Era durante esse tempo quente
que a minha avó aproveitava para cumprir todas as promessas que fazia à Senhora
da Orada durante o ano. E não deviam faltar-lhe motivos para promessas porque
os filhos eram muitos, as dificuldades enormes e a fé na Senhora ainda maior.
Aproveitava a hora em que
todos os outros dormiam a sesta e lá ia ela, descalça (fazia parte da promessa,
mas se calhar porque também poupava as alpargatas), caminho acima até ao
santuário onde rezava pela intenção devida. Depois dirigia-se à fonte e bebia a
água que, acreditava, curava todas as moléstias do corpo. E era assim durante
nove dias seguidos.
Normalmente as promessas eram
por problemas com algum dos filhos, pela saúde do seu Guilhermino, pelo sucesso
das colheitas ou malinas nos animais. Mas houve um ano em que foi por intenção da
minha própria avó: já há algum tempo que andava a perder o ouvido e estava a
ficar completamente mouca.
Durante oito dias lá foi ela,
pela torreira do Sol, até à capela onde rezava as orações devidas. Depois, na
fonte, lavava a cara com muita fé nos poderes milagrosos daquela água. Ao nono
dia, último da novena, ao chegar ao fundo do terreiro, deu-lhe uma coisa e caiu
redonda no chão.

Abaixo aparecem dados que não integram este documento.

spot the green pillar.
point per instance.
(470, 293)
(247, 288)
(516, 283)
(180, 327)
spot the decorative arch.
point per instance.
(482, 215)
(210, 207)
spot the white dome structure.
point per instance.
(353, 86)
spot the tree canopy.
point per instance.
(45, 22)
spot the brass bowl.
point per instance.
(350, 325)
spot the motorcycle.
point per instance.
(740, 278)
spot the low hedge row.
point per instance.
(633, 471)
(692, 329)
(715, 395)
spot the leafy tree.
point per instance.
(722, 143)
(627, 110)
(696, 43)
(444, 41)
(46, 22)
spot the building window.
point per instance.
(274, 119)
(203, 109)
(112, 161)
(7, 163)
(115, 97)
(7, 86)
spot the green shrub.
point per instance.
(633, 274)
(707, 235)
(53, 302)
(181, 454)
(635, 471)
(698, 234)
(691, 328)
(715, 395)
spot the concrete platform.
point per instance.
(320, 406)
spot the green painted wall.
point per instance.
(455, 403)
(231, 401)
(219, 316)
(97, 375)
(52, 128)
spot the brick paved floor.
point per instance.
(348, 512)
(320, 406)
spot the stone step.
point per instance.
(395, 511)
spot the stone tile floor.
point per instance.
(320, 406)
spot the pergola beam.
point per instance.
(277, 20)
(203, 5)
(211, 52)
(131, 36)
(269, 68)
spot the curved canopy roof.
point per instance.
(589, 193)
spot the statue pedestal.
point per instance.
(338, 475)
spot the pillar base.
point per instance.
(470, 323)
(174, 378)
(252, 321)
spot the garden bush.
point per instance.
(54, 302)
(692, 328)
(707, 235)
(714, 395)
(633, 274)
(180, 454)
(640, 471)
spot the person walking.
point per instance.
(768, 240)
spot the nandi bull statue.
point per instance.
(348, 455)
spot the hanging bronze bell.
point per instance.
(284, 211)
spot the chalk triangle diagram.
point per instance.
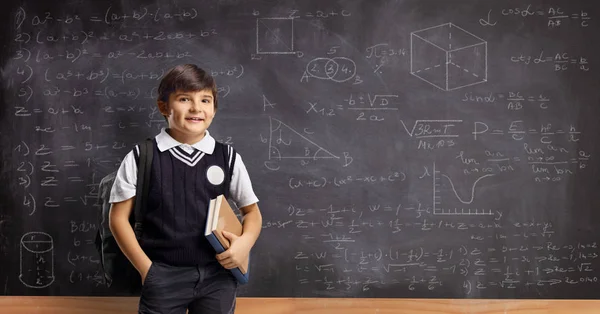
(287, 143)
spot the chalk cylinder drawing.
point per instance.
(37, 260)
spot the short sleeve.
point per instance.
(240, 188)
(125, 180)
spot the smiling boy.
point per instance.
(180, 270)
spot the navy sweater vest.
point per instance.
(179, 194)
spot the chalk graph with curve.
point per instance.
(447, 200)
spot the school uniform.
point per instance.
(183, 178)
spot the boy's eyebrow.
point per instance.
(188, 94)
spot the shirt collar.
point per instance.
(165, 142)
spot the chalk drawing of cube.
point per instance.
(275, 35)
(448, 57)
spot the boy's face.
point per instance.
(189, 114)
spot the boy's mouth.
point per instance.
(195, 119)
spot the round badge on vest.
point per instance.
(215, 175)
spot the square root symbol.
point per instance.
(448, 57)
(275, 35)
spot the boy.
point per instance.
(180, 270)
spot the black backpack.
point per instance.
(119, 273)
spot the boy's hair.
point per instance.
(188, 78)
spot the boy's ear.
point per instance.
(163, 107)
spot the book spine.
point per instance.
(212, 239)
(237, 273)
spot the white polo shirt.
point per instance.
(240, 189)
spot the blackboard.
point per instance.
(418, 149)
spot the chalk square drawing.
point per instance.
(448, 57)
(275, 35)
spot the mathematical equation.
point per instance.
(555, 16)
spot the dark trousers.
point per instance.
(201, 290)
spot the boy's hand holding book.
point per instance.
(237, 253)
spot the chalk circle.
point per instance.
(331, 69)
(215, 175)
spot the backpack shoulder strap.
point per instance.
(146, 150)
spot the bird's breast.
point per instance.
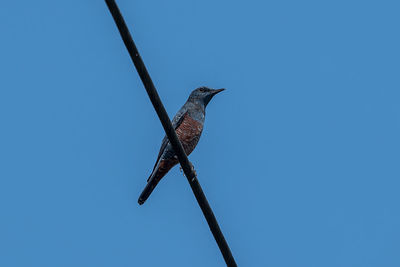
(189, 132)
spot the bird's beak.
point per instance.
(216, 91)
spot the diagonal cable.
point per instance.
(169, 130)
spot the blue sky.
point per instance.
(299, 157)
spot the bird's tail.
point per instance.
(159, 171)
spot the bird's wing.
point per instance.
(176, 121)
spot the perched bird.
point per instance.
(188, 124)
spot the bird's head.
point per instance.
(203, 95)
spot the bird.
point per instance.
(188, 124)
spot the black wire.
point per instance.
(169, 130)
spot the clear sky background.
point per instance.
(299, 157)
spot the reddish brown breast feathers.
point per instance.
(189, 132)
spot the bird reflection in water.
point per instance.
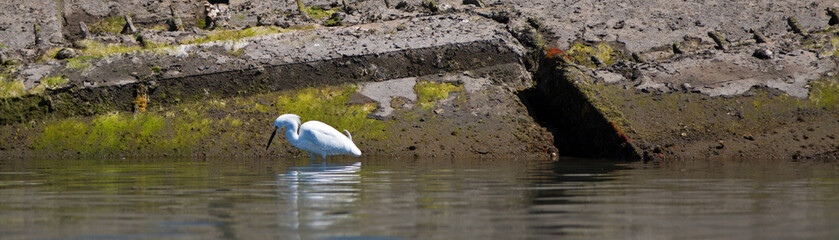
(317, 196)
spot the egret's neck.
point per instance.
(291, 133)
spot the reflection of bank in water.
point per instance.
(317, 196)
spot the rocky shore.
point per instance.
(495, 79)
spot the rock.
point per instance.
(402, 5)
(722, 44)
(38, 39)
(65, 53)
(677, 48)
(129, 26)
(79, 44)
(477, 3)
(760, 38)
(637, 57)
(795, 26)
(501, 16)
(834, 16)
(763, 53)
(83, 29)
(175, 23)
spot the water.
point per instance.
(416, 199)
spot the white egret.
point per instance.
(317, 138)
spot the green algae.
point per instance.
(224, 35)
(108, 25)
(11, 88)
(825, 93)
(428, 93)
(224, 125)
(315, 11)
(582, 54)
(115, 133)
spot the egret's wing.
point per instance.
(325, 137)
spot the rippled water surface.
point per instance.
(416, 199)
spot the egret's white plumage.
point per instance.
(317, 138)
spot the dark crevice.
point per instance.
(579, 129)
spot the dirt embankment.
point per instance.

Não sabe quanto tempo esteve desmaiada, mas quando veio a si
ouvia lindamente todos os sons que havia à volta.
Foi à capela agradecer a
graça recebida e voltou para o Mato Branco em pranto e a gritar: Milagre!
Milagre! A Nossa Senhora curou-me!
M. L. Ferreira
Nota: Não sei se já era
nascida quando estes factos aconteceram, mas, em criança, lembro-me de ouvir a
minha avó contar algumas vezes esta história. Agora foi-me recordada por uma
tia que a contou mais ou menos pelas palavras com que a escrevi.